This is the sequel to the book I read as part of the publisher’s reader review program. I picked it up out of curiosity mostly because, though I enjoyed the first one, the first was more about setting up a world than the story. It’s what follows in that world that determines whether the author has taken advantage of the work.
The answer in this case is clearly yes.
Not only did she take advantage of the world she’d built in a grand way, but she even made me cry. I can say that without any spoilers at all, because the moment would not be what you could expect as a tearing up moment, but all the same it was. As usual with her books, the dense description took some time to get into.
I have to remember that about Robin Hobb because first impressions would have me turn away from her books. They start out as they go on, however. The difference is not in the text or style, but in me.
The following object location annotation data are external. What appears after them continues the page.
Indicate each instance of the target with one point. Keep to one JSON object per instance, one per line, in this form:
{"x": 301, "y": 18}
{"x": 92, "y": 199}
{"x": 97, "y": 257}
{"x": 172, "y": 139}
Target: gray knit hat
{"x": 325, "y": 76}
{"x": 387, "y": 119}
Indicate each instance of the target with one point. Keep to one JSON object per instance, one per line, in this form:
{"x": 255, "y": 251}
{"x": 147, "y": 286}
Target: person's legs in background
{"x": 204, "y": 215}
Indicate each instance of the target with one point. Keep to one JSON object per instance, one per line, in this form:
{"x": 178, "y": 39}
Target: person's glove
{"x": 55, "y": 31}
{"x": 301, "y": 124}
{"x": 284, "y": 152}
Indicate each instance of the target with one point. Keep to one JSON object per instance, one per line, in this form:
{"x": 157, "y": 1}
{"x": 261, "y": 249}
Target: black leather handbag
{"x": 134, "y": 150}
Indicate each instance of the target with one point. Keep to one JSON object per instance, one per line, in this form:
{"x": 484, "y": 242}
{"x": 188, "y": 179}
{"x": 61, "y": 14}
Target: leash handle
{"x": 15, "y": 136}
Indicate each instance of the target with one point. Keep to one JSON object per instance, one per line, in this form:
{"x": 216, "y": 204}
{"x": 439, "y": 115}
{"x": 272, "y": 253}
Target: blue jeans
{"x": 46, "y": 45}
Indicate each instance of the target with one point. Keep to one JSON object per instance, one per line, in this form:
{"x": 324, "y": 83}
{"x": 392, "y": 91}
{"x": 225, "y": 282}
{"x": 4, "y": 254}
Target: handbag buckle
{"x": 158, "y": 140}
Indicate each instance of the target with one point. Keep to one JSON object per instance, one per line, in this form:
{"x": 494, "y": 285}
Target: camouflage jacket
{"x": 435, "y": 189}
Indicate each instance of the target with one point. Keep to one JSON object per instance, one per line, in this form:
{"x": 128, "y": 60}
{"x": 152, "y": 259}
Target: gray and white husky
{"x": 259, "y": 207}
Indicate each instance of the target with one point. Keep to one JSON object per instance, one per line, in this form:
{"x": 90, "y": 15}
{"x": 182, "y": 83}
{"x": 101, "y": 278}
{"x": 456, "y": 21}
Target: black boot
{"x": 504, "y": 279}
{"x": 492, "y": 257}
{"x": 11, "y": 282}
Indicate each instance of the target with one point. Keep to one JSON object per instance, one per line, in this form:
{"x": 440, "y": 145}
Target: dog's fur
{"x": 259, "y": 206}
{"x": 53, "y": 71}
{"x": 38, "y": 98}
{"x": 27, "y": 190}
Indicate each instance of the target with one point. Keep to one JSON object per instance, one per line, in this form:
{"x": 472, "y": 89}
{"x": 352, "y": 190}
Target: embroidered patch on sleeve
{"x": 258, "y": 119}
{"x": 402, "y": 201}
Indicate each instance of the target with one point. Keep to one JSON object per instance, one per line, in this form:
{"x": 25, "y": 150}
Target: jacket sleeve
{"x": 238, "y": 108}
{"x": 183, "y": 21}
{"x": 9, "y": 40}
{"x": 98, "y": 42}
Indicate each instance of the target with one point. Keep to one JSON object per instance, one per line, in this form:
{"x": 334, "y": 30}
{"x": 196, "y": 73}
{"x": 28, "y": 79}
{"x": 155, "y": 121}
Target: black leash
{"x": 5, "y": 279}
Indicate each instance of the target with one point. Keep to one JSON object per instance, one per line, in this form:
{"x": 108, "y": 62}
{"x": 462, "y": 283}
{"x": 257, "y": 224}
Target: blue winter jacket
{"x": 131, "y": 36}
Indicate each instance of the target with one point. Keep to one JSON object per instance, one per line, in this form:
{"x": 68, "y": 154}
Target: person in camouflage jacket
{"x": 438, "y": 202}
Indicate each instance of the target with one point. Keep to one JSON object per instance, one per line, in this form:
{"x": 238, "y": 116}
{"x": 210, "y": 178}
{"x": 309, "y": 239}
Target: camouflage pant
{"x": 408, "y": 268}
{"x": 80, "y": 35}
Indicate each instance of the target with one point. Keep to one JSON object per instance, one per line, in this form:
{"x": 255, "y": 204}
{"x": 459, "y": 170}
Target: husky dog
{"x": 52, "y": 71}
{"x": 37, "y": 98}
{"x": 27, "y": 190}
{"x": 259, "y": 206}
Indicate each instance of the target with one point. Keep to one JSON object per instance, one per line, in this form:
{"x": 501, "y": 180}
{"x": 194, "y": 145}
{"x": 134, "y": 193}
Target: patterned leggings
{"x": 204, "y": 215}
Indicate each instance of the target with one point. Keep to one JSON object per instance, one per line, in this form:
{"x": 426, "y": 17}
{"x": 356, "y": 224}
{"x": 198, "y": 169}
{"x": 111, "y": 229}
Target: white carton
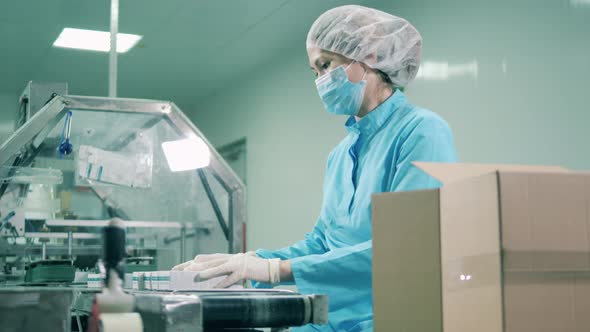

When I first start reading, I’m coming out of my busy, multitasking world and my hand is already rotating in the family signal of “get to the point already.” Then, as if I’ve been walking through a muddy swamp, suddenly my foot comes free, lands on solid ground, and I’m completely enveloped in her forest. It’s a change in state, in mindset, that doesn’t come easy to me, but a talented author (and Robin Hobb has proved so twice now) can take me from my normal rush into complete absorption so that I want to stay in her world, heavy in detail and all, to become a part of it.
I wrote this review in 2006, but the same holds true about her writing, and her skills. The only thing of note is because of those two books, I introduced my youngest to Robin Hobb. Even at 18 now, he hasn’t bought in to the rush rush rush of modern society. He enjoys reading the old French authors in their full, 1000 page or longer versions. My son as no difficulty falling into her worlds, and adores her books.